In this, he is in line with undocumented immigrants generally who have been shown to commit crimes of all types—violent, drug-related, property—at a much lower rate than U.S. citizens. This is only logical. However much we might wish to contemplate the image of the noble immigrant who believes in America and only yearns to follow our laws, there is no need for that narrative, no matter how true it may be. People who are here without papers will want to draw as little attention to themselves as possible. Human beings are often not consistently logical, to be sure, but the desire not to be detained for an extended period and then deported as opposed to making a life here and eventually bringing one’s family in has to be a significant influence on a person’s behavior.
I speak as someone who supports a far more open immigration policy, so take what I write here in that context. That being said, I must go on to explain that I agree with the outcome here, but not with the reasoning by which the court reached its decision.
The problem that I have is in the text ultimately being appealed to, the Second Amendment. That and the other parts of the Bill of Rights make reference repeatedly to “the people” as the entities in possession of the rights in question. It is a part of the general document, the Constitution, that is the basic law of this specific country and is a social agreement among the actual participants therein. Carbajal-Flores wishes to join us, and with the information that I have at present, I welcome him to do so. But I cannot see how he is protected in this case by the Second Amendment, given the fact that he is not yet a member of the people.
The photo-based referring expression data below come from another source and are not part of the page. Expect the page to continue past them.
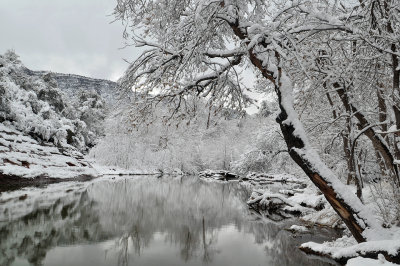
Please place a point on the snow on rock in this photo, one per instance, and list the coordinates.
(219, 175)
(298, 229)
(21, 156)
(113, 170)
(345, 248)
(269, 178)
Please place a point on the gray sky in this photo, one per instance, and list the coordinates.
(68, 36)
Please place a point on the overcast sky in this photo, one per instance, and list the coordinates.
(68, 36)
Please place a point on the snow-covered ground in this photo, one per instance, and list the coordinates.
(24, 157)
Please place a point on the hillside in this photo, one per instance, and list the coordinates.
(71, 83)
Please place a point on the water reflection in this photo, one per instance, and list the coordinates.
(142, 221)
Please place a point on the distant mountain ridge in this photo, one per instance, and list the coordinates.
(70, 83)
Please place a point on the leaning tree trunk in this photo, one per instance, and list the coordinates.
(341, 198)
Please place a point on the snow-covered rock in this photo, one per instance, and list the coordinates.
(24, 160)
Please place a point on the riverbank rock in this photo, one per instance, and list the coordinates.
(219, 175)
(25, 161)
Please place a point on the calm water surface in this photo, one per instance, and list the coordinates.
(144, 221)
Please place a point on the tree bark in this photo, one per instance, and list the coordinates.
(344, 202)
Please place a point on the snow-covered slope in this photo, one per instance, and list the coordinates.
(71, 83)
(21, 156)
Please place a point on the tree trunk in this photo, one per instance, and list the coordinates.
(353, 213)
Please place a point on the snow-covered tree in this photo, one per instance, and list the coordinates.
(302, 49)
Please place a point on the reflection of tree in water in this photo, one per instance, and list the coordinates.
(187, 212)
(68, 220)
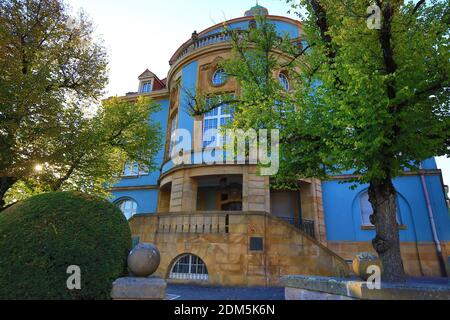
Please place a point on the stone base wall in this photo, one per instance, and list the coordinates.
(419, 259)
(227, 254)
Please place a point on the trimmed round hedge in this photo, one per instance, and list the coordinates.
(40, 238)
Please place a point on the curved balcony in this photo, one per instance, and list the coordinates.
(197, 43)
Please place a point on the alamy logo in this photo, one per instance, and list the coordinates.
(74, 281)
(235, 147)
(374, 19)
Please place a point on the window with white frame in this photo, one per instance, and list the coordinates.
(134, 170)
(146, 86)
(212, 123)
(284, 81)
(189, 267)
(219, 77)
(173, 128)
(131, 170)
(128, 208)
(367, 210)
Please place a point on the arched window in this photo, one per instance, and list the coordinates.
(189, 267)
(128, 208)
(219, 77)
(284, 81)
(367, 211)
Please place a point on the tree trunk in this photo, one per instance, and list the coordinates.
(5, 184)
(383, 198)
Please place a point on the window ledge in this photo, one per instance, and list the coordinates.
(369, 228)
(129, 177)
I did say, though, that I agree with the outcome of the case. This is because I see rights as something that belong to everyone, regardless of citizenship or location. No, the right to have a Glock in a pocket holster, say, was not handed down by God in the Garden of Eden. What I mean is that the right to defend one’s person against violent attacks is an individual human right that all governments ought to acknowledge and respect.
The way we should protect that right for non-citizens is through our status as a member of the United Nations and our vote in favor of the Universal Declaration of Human Rights and similar resolutions that affirm a basic right to be secure in one’s person. The Second Amendment is in keeping with this concept, so Carbajal-Flores’s right to possess personal weapons for his defense ought to be recognized, but we should do so in a way that is consistent with his immigration status and that asserts to the world our position on what personal security actually means.
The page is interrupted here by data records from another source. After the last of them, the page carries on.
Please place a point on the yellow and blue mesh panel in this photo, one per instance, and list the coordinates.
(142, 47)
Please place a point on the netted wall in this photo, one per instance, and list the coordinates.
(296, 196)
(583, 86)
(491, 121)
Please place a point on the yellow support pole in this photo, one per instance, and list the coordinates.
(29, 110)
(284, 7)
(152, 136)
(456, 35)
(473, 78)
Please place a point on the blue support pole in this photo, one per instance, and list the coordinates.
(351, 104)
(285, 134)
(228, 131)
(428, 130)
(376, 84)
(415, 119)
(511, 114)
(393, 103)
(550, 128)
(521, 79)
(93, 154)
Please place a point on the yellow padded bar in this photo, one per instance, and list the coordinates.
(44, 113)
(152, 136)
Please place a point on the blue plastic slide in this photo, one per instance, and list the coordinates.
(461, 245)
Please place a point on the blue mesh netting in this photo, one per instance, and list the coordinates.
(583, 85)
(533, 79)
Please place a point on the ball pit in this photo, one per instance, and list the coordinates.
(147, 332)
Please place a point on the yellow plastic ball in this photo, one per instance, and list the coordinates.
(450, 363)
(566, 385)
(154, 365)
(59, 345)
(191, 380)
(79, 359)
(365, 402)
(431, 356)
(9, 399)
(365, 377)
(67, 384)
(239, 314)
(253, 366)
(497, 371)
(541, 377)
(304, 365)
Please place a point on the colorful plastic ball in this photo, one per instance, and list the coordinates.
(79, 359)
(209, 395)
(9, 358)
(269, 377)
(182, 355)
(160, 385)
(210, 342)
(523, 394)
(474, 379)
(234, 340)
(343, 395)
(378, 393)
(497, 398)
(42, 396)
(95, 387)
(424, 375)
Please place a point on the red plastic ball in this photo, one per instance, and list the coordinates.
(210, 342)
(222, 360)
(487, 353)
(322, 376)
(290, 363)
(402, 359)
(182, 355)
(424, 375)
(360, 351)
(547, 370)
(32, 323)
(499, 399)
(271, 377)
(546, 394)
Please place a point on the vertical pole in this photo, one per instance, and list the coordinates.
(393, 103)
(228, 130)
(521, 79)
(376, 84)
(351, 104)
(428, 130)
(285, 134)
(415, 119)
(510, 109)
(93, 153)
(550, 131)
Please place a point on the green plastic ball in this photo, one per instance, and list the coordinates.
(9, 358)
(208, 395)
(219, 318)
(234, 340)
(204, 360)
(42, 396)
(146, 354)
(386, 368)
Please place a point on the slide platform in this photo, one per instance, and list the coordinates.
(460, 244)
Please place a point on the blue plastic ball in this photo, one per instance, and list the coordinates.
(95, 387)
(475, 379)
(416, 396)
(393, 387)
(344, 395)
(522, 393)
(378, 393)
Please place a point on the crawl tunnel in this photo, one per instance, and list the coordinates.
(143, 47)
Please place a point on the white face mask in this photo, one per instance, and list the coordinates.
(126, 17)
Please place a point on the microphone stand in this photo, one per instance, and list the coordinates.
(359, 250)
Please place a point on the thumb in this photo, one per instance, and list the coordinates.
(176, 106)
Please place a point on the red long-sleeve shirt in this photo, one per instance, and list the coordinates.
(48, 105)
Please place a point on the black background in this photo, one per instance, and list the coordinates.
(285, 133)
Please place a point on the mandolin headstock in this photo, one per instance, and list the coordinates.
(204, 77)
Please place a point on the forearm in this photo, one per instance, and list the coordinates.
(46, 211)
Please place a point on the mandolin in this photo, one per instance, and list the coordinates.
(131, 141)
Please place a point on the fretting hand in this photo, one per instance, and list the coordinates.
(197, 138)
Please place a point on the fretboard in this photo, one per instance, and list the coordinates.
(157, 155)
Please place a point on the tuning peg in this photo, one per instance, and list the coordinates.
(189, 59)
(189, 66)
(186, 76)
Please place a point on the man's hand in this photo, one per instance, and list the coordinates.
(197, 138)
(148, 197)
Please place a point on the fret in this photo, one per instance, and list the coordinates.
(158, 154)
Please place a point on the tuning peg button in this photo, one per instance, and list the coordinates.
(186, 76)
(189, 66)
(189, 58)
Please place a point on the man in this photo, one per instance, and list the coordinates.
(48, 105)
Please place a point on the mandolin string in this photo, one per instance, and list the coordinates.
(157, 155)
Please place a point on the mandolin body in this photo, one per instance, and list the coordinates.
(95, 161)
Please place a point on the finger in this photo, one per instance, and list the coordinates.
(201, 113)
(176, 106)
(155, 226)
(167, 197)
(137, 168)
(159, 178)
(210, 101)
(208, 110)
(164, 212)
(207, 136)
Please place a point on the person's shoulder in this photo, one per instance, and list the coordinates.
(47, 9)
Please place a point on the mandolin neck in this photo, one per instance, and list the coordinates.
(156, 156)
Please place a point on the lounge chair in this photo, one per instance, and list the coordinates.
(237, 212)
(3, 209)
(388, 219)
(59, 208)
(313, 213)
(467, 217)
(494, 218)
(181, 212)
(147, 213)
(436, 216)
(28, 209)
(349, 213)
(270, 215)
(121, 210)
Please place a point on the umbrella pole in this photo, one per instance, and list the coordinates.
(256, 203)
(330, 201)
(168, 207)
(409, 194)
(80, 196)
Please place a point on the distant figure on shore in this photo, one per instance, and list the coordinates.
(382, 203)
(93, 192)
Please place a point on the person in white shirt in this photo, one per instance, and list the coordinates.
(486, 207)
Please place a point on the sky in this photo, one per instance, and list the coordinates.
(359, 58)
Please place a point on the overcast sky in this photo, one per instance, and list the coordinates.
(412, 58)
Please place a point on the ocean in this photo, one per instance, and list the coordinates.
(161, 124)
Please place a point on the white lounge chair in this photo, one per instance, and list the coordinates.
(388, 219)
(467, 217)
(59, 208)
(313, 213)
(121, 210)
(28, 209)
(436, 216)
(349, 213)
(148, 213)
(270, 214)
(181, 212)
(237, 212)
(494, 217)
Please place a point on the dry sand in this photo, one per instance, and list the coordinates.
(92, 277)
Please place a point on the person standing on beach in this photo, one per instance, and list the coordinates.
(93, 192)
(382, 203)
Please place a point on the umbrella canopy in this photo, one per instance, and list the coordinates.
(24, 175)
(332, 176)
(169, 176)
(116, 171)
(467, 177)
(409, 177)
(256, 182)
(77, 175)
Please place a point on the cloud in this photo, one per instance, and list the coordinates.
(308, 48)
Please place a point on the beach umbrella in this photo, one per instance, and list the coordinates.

The right wing will call me a globalist for this stance, and much joy may it give them.
I'm not sure I agree about Mr. Carbajal-Flores not being "a member of the people," at least when it comes to considerations of the Bill of Rights. The BoR enumerates a bunch of rights that are possessed by "the people," and the logical upshot of saying that undocumented (im)migrants are "not members of the people" is that they also don't possess the right to freedom of expression, to assemble peaceably and petition the government for redress of grievances, to be secure against unreasonable search and seizure, etc. And that last one in particular opens a very unpleasant can of worms, because if a precedent were to be set that undocumented migrants are not secure against unreasonable search and seizure, we open the door to police being able to detain and search people at will in the pretext that they had a good faith (yeah, right) reasonable suspicion (yeah, right) that the person in question was an undocumented immigrant. Given the degree to which the Fourth Amendment has already been eroded, with evidence being deemed admissible despite having been obtained through gross violations of civil rights (and don't even get me started on "qualified immunity"), that idea makes me decidedly nervous.